Самым убежденным бродягам среди моих друзей ферма казалась райским уголком по той, очевидно, причине, что оставалась на одном месте и никогда не изменялась. Им много где случалось бывать, они разбивали палатки в самых разных местах, но кольцевой подъезд к моему дому казался им вечным, как орбита звезды. Им нравилось видеть знакомые лица, а у меня все годы моего проживания в Африке не менялись слуги.

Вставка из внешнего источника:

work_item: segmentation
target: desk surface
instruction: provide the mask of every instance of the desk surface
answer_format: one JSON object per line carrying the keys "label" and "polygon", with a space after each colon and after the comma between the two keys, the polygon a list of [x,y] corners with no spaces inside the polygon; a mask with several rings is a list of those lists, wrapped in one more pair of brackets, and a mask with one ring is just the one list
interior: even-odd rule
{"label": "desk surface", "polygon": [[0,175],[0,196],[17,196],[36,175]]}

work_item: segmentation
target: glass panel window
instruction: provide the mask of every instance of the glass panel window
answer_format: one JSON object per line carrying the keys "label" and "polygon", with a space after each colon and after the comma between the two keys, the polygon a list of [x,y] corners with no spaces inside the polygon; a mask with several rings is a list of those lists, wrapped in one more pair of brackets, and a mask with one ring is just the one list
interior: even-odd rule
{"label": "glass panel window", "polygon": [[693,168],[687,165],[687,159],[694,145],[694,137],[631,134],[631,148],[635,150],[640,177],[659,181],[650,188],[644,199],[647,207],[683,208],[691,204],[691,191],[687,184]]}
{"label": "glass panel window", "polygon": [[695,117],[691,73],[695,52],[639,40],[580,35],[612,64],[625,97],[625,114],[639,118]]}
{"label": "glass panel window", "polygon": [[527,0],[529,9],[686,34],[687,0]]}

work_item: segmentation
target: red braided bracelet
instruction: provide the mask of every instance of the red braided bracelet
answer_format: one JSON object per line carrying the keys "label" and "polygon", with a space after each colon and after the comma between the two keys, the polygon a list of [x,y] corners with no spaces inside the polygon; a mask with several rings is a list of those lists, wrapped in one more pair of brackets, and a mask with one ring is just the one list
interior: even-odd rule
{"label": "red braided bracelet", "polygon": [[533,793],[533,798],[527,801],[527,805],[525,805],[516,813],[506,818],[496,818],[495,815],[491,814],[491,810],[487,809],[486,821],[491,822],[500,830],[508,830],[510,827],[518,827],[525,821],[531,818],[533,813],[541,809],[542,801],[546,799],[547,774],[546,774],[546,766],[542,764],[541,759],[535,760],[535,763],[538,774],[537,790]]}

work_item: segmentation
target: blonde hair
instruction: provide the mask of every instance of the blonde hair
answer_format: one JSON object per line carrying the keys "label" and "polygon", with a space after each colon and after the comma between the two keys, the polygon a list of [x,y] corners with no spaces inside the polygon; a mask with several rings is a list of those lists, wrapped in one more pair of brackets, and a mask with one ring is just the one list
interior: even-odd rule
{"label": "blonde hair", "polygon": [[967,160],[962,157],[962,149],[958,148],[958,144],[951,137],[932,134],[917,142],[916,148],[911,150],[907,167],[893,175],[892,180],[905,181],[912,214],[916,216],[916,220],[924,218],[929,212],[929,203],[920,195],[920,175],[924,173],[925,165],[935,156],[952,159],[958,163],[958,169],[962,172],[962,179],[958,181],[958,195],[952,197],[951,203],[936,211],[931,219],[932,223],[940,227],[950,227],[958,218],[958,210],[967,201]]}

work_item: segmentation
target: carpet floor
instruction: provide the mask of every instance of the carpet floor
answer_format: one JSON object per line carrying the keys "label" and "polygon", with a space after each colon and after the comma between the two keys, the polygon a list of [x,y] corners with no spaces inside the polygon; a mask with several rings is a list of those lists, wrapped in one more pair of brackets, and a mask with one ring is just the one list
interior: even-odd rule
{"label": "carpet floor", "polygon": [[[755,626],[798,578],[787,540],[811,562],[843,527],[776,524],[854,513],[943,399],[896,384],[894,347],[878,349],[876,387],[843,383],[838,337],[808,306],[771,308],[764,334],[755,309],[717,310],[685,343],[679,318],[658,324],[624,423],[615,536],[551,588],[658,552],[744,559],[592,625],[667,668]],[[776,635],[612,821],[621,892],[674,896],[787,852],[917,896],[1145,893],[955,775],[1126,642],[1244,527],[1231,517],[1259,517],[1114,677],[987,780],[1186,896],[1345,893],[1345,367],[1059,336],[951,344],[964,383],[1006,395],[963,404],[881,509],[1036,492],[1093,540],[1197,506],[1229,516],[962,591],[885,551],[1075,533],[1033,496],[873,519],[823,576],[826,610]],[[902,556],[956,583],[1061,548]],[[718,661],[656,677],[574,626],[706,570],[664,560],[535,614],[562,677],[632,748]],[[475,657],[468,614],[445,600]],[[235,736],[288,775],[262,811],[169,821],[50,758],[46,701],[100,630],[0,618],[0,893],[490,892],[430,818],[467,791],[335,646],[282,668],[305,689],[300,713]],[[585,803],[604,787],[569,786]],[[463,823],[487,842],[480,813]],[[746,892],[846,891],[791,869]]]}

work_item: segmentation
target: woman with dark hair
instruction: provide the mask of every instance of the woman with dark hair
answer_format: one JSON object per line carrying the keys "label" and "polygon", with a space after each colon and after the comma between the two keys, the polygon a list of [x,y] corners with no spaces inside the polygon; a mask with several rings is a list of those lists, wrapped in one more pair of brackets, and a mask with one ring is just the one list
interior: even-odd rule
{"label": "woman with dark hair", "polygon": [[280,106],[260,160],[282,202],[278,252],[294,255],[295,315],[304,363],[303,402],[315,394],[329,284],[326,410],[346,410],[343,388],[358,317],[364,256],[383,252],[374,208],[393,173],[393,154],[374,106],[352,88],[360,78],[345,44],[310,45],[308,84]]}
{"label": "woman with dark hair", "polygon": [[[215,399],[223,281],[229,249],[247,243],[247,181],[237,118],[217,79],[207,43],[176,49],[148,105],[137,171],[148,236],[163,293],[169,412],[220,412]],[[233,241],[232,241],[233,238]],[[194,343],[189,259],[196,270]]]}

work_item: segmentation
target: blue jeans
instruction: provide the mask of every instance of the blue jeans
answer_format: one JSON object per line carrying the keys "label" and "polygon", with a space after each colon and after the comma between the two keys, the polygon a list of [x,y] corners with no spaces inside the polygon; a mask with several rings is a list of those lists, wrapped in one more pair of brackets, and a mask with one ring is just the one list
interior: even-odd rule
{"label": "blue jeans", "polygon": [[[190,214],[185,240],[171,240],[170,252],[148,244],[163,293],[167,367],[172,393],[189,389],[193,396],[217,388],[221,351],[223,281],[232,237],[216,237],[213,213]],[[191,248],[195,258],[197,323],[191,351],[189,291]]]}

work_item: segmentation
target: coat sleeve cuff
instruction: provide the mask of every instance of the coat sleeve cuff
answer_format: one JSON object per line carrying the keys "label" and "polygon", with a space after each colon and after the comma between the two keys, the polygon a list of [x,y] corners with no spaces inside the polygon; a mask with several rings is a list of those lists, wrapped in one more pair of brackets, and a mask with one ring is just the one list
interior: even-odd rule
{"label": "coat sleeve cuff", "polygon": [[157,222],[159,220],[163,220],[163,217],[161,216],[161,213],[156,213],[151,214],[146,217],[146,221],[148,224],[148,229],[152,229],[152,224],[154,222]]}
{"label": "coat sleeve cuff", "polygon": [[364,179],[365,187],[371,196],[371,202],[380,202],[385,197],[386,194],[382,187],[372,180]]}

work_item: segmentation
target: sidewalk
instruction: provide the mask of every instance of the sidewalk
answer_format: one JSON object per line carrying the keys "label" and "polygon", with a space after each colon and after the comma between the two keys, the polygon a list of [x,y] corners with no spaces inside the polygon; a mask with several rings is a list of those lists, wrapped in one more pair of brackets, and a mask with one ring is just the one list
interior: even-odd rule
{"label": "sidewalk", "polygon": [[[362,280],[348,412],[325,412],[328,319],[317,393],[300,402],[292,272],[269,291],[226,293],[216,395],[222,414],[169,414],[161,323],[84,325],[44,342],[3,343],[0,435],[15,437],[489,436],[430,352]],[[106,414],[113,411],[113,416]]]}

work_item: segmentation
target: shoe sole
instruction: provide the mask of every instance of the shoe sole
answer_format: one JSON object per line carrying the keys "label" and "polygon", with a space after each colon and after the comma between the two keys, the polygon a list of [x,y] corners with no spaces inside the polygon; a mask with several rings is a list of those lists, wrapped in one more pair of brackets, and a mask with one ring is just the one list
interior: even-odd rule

Живя на ферме, я мечтала уехать, а они заявлялись туда, мечтая о книгах, свежих простынях и прохладе за ставнями; сидя у костра, они предавались фантазиям о радостях фермерского существования и, приезжая, спешили спросить меня:
– Ты научила своего повара жарить охотничий омлет?
– Пришли ли с последней почтой пластинки с «Петрушкой» Стравинского?
Они гостили на ферме даже в мое отсутствие. Денис пользовался фермой, пока я находилась в Европе, а Беркли Коул называл ее своим «лесным убежищем».
В обмен на блага цивилизации скитальцы одаривали меня охотничьими трофеями: леопардовыми и гепардовыми шкурами, из которых потом, в Париже, надлежало пошить меховые шубки, шкурами змей и ящериц на туфли, перьями марабу.
Желая доставить им удовольствие, я в их отсутствие экспериментировала с причудливыми рецептами из старинных кулинарных книг и выращивала у себя в саду европейские цветы.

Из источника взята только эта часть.